One of this summers big projects, was a Log home that burt down and rebuilt. It was gutted except for 3 outside walls which were soda blasted and restored. We must have stained 8000 linear feet of pine if not more. All trims were hand made as we stained them and 2 coats of acrylic urethane. We finished everything but the logs. The soda blasting company sprayed the logs inside and out.
Enjoy:


----------



## wje (Apr 11, 2009)




----------



## 4ThGeneration (Apr 17, 2007)

Proud to call you a fellow paint contractor. That would be on the postcards for the Spring campaign.
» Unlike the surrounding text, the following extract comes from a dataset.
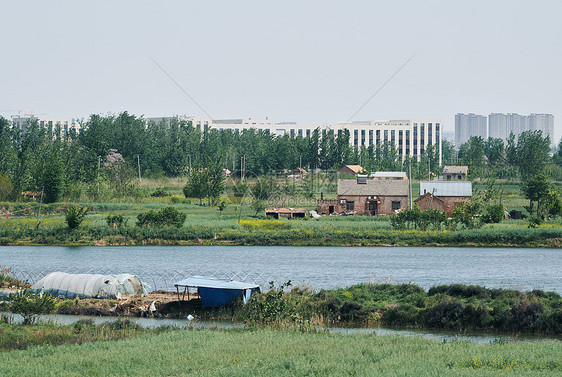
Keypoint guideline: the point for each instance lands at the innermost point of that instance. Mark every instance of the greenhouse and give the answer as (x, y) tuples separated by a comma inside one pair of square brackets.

You will get a ton of work from that referral. Soda blasting is the way to go. Its not that hard to do, so check into getting your own rig and pick up all the log home restorations.


----------



## RCP (Apr 18, 2007)

That looks great! The trim looks beautiful!
We just did a bid for a similar job (burnout) and they are comparing the difference in price for rebuild or demo and new. I'd like to learn more about sodablasting!


----------



## Workaholic (Apr 17, 2007)

Great looking project. The pine looks great. :thumbsup:


----------



## wje (Apr 11, 2009)

Thanks guys. I am back there today. I will take the rest of the pictures of the house and post them as soon as i can.


----------